The calculation is elemental, basic undergraduate stuff but you need to understand Hess' Law.

The correction for higher temperature can be shown to quite neglible in this case (and many like it). Total Delta H at 200 C is almost identical to Delta H at RT, perhaps 10 - 20 % difference...

Omniata - 21-8-2011 at 07:52

Just out of curiosity more than anything, don't flame me for asking but I've noted a few things reading this thread in its entirety and would like a few answers to things I've been thinking about, or a discussion at the very least...

I used to do quite a lot of Grignard chemistry some time ago and a few ideas came to light...

1) Has anyone tried using Iodine as an activator for the Magnesium? Potassium reacts with Magnesium Iodide to form Reike Magnesium (far more reactive)

3) The product of reacting t-BuOH with Potassium is, obviously, Potassium tertiary butoxide. As this can be readily purchased and is a salt/solid, would it not be more efficient considering the reaction conditions to add the Potassium salt as opposed to the alcohol thus reducing the amount of water or hydrogen produced?

Therefore, the reaction could be begun by heating the KOH and Mg to about 100°C to begin the dehydration then as the temperature starts to rise add a crystal/bead of Iodine to activate the Mg further, then add the t-BuOK salt to the reaction...

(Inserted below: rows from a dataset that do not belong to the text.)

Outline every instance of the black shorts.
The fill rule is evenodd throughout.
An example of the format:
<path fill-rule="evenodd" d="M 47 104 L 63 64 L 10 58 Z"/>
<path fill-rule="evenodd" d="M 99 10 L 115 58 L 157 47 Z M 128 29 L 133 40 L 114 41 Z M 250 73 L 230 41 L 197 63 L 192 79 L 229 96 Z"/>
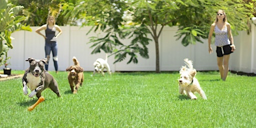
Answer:
<path fill-rule="evenodd" d="M 231 51 L 232 48 L 230 46 L 231 44 L 224 46 L 222 47 L 217 46 L 217 48 L 216 48 L 217 56 L 222 57 L 224 55 L 229 54 L 233 52 Z"/>

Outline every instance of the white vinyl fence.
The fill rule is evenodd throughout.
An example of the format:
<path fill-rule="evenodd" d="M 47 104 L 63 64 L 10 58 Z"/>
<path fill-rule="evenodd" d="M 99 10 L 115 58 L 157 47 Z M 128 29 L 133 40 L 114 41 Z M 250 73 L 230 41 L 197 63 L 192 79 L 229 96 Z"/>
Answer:
<path fill-rule="evenodd" d="M 62 34 L 58 39 L 58 70 L 66 70 L 70 66 L 72 65 L 72 57 L 75 56 L 80 62 L 80 66 L 85 71 L 94 70 L 93 63 L 98 58 L 105 58 L 104 52 L 96 54 L 91 54 L 92 48 L 88 44 L 89 38 L 92 36 L 102 36 L 104 34 L 101 32 L 86 34 L 90 26 L 62 26 Z M 36 59 L 45 58 L 44 41 L 42 36 L 35 32 L 38 26 L 31 27 L 32 32 L 19 31 L 12 34 L 15 39 L 12 43 L 14 48 L 10 49 L 8 56 L 11 57 L 8 67 L 14 70 L 24 70 L 29 66 L 28 62 L 25 62 L 32 57 Z M 160 70 L 161 71 L 178 70 L 184 64 L 183 60 L 188 58 L 193 60 L 194 68 L 198 70 L 218 70 L 216 53 L 211 54 L 208 52 L 208 40 L 204 43 L 197 42 L 196 44 L 190 44 L 184 46 L 180 40 L 176 40 L 174 37 L 177 26 L 164 27 L 160 38 Z M 230 69 L 234 71 L 256 73 L 256 28 L 254 26 L 252 32 L 248 35 L 246 32 L 240 32 L 239 35 L 234 36 L 236 50 L 230 56 Z M 128 40 L 124 42 L 128 43 Z M 214 51 L 216 46 L 212 44 Z M 155 46 L 152 42 L 149 48 L 149 59 L 139 57 L 137 64 L 126 64 L 128 58 L 113 64 L 114 56 L 110 56 L 108 62 L 112 72 L 115 71 L 154 71 L 156 70 Z M 52 56 L 49 62 L 49 70 L 54 70 Z"/>

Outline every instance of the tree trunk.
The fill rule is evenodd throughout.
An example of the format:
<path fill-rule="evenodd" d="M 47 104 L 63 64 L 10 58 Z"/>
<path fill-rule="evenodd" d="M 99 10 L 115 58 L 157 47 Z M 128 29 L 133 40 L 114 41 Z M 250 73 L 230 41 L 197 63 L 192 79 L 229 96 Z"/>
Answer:
<path fill-rule="evenodd" d="M 154 44 L 156 44 L 156 72 L 160 73 L 160 56 L 159 56 L 159 44 L 158 39 L 154 40 Z"/>

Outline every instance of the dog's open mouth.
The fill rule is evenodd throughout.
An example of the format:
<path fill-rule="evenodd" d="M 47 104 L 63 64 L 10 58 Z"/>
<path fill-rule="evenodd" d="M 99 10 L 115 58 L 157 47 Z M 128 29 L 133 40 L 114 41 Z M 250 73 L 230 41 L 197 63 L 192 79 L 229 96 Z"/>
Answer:
<path fill-rule="evenodd" d="M 36 73 L 35 74 L 34 74 L 34 76 L 36 76 L 36 77 L 38 77 L 40 76 L 40 74 L 38 74 L 38 73 Z"/>

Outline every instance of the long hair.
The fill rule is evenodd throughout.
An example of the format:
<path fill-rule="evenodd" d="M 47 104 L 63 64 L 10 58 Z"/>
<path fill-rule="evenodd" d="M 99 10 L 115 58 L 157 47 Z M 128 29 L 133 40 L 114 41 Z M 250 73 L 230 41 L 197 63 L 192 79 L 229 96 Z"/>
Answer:
<path fill-rule="evenodd" d="M 224 16 L 225 16 L 225 17 L 223 18 L 223 22 L 228 22 L 228 20 L 226 19 L 226 14 L 225 13 L 225 12 L 224 12 L 224 10 L 218 10 L 218 12 L 219 11 L 222 12 L 224 14 Z M 218 12 L 217 12 L 217 14 L 218 14 Z M 215 23 L 216 23 L 218 22 L 218 16 L 217 14 L 216 14 L 216 20 L 215 20 L 215 22 L 214 22 Z"/>
<path fill-rule="evenodd" d="M 50 19 L 50 18 L 54 18 L 54 24 L 53 25 L 55 25 L 55 22 L 56 22 L 55 18 L 54 16 L 48 16 L 48 18 L 47 18 L 47 20 L 46 21 L 46 24 L 48 25 L 49 24 L 49 19 Z"/>

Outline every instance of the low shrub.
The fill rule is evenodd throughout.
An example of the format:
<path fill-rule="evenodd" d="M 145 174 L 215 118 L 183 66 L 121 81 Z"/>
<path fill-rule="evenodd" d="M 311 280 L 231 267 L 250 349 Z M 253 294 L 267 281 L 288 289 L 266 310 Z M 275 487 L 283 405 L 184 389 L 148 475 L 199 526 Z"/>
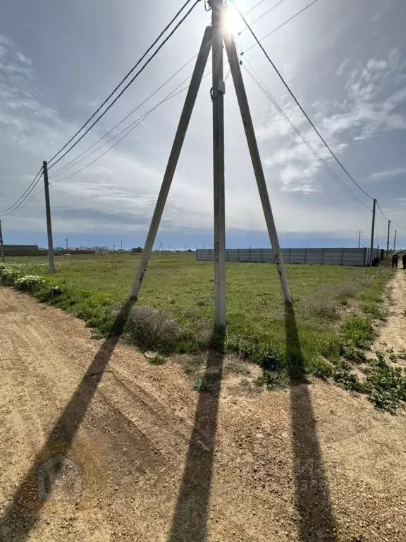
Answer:
<path fill-rule="evenodd" d="M 142 305 L 132 308 L 124 328 L 125 337 L 130 344 L 163 352 L 178 350 L 182 335 L 176 318 Z"/>
<path fill-rule="evenodd" d="M 19 279 L 16 279 L 14 286 L 23 291 L 35 291 L 45 283 L 42 277 L 37 275 L 27 275 Z"/>
<path fill-rule="evenodd" d="M 166 359 L 164 356 L 161 356 L 161 354 L 157 352 L 153 358 L 149 358 L 148 361 L 151 365 L 165 365 Z"/>
<path fill-rule="evenodd" d="M 381 354 L 365 369 L 365 385 L 376 408 L 394 413 L 406 402 L 406 378 L 400 367 L 390 366 Z"/>
<path fill-rule="evenodd" d="M 351 316 L 344 323 L 342 331 L 349 344 L 360 349 L 369 348 L 375 337 L 372 321 L 369 316 Z"/>
<path fill-rule="evenodd" d="M 198 376 L 195 380 L 193 389 L 195 392 L 210 392 L 211 391 L 211 384 L 204 376 Z"/>

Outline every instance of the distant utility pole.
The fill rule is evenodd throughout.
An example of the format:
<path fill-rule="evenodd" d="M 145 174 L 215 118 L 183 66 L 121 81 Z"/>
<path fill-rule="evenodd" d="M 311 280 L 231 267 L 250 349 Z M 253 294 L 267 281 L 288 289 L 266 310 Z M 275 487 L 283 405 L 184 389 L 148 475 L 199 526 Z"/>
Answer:
<path fill-rule="evenodd" d="M 386 258 L 389 253 L 389 236 L 390 236 L 390 220 L 388 220 L 388 240 L 386 241 Z"/>
<path fill-rule="evenodd" d="M 374 260 L 374 232 L 375 231 L 375 213 L 376 212 L 376 200 L 374 198 L 374 207 L 372 209 L 372 228 L 371 229 L 371 251 L 369 252 L 369 265 L 372 265 Z"/>
<path fill-rule="evenodd" d="M 42 162 L 44 171 L 44 191 L 45 193 L 45 210 L 47 212 L 47 231 L 48 232 L 48 265 L 49 272 L 55 272 L 54 262 L 54 242 L 52 241 L 52 223 L 51 222 L 51 204 L 49 203 L 49 182 L 48 181 L 48 164 L 47 160 Z"/>
<path fill-rule="evenodd" d="M 4 263 L 4 246 L 3 246 L 3 233 L 1 231 L 1 220 L 0 220 L 0 251 L 1 253 L 1 261 Z"/>

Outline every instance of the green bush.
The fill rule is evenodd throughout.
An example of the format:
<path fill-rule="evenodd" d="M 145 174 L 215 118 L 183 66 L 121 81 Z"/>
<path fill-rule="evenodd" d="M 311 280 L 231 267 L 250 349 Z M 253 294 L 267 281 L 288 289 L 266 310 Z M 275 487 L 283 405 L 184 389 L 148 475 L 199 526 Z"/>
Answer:
<path fill-rule="evenodd" d="M 42 277 L 37 275 L 26 275 L 19 279 L 16 279 L 14 286 L 18 290 L 23 291 L 35 291 L 45 283 Z"/>
<path fill-rule="evenodd" d="M 13 286 L 17 279 L 26 274 L 26 266 L 18 263 L 0 263 L 0 283 Z"/>
<path fill-rule="evenodd" d="M 365 373 L 369 399 L 377 409 L 394 413 L 401 402 L 406 402 L 406 378 L 400 367 L 390 366 L 378 354 Z"/>

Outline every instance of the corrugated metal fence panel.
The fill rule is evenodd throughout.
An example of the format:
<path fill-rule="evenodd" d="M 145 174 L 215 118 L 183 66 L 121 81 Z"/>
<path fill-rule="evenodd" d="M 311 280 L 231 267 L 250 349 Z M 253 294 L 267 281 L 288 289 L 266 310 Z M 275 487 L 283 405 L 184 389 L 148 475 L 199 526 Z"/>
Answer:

Just an idea, I know the process works as it stands but one of the limiting factors seems to be creating a "dry" reaction... So far this appears to have only been achieved by adding extra Mg or using a high boiling point solvent...

[Edited on 21-8-2011 by Omniata]

[Edited on 21-8-2011 by Omniata]

blogfast25 - 21-8-2011 at 12:17

Omniata:

The idea of adding the catalyst as a K-salt probably works but potassium t-butoxide is far more expensive (and harder to get) than t-butanol...

Omniata - 21-8-2011 at 13:19

Omniata:

The idea of adding the catalyst as a K-salt probably works but potassium t-butoxide is far more expensive (and harder to get) than t-butanol...

I'm inclined to disagree...

It would cost me £25 for 500g of t-BuOK and £80 for 500ml of t-BuOH...

It's also far easier for me to get the K salt, hence my query...

blogfast25 - 22-8-2011 at 03:49

Well, try it by all means, it should work. It would further confirm the reaction path theory we've developed if it did work...

Have you compared price on mol/mol basis? And where would you buy the K t-butoxide?

[Edited on 22-8-2011 by blogfast25]

Omniata - 22-8-2011 at 09:56

Apollo scientific stock it but can be "haggled" with...

Another supply was through eurolabsupplies ...

I'd like to know about using Iodine as a catalyst...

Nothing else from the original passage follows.